Peter-Weyl theorem for Iwahori groups and highest weight categories
Evgeny Feigin, Anton Khoroshkin, Ievgen Makedonskyi, Daniel Orr
TL;DR
The paper develops a categorical framework to analyze the algebra of functions on the Iwahori subgroup of an affine Kac–Moody group, proving a Peter–Weyl-type theorem in this setting. By identifying standard and costandard objects with generalized Weyl modules and expressing their characters via specialized nonsymmetric Macdonald polynomials, it shows that the category of Iwahori representations is stratified and yields a filtrational decomposition of the function bimodule gr k[𝕀] as a sum of tensor products ∇_λ ⊗_{A_λ} (Δ_λ^∨)^o. This leads to a reciprocal Macdonald-type identity expressing indecomposable projective characters as nonnegative combinations of standard characters, with BGG reciprocity providing the positivity. The work unifies pro-algebraic group structures, Macdonald polynomial theory, and Iwahori module theory to produce explicit character formulas and structural filtrations, extending previous A-type results to general types and offering a categorical explanation for Macdonald identities in this setting.
Abstract
We study the algebra of functions on the Iwahori group via the category of graded bounded representations of its Lie algebra.
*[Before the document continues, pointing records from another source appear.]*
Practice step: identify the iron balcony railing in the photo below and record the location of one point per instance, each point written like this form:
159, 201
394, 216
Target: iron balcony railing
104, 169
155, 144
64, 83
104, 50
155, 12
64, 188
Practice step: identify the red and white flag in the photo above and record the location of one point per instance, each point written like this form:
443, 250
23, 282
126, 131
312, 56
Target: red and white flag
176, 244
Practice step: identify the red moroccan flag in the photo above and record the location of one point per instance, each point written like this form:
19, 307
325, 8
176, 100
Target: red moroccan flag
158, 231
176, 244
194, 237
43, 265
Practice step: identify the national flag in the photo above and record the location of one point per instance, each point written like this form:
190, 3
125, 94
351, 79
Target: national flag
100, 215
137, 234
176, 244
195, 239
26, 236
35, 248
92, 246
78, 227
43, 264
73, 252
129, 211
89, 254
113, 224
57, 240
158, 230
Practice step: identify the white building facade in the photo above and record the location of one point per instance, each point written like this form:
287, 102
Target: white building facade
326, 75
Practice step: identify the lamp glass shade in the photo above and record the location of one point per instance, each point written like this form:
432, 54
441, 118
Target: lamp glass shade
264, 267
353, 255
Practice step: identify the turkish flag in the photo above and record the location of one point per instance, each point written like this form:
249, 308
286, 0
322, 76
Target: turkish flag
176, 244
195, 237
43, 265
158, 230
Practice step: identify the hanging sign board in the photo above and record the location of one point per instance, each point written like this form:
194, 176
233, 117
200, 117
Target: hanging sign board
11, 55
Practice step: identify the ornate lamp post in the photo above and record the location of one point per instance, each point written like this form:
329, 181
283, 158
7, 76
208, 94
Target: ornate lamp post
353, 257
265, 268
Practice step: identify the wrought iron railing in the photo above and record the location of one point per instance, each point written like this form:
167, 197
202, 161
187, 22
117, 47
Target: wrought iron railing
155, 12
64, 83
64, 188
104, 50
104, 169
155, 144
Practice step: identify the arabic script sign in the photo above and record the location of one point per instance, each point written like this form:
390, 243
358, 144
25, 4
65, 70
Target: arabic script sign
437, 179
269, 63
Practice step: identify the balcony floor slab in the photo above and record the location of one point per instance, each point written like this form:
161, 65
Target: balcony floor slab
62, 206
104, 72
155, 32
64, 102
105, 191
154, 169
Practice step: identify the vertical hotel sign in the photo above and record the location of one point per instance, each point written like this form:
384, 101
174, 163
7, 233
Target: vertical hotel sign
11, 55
In particular, we identify the standard and costandard objects in this category with certain generalized Weyl modules. Using this identification we express the characters of the standard and costandard objects in terms of specialized nonsymmetric Macdonald polynomials. We also prove that our category of interest admits a generalized highest weight structure (known as stratified structure). We show, more generally, that such a structure on a category of representations of a Lie algebra implies the Peter-Weyl type theorem for the corresponding algebraic group. In the Iwahori case, standard filtrations of indecomposable projective objects correspond to new ``reciprocal'' Macdonald-type identities.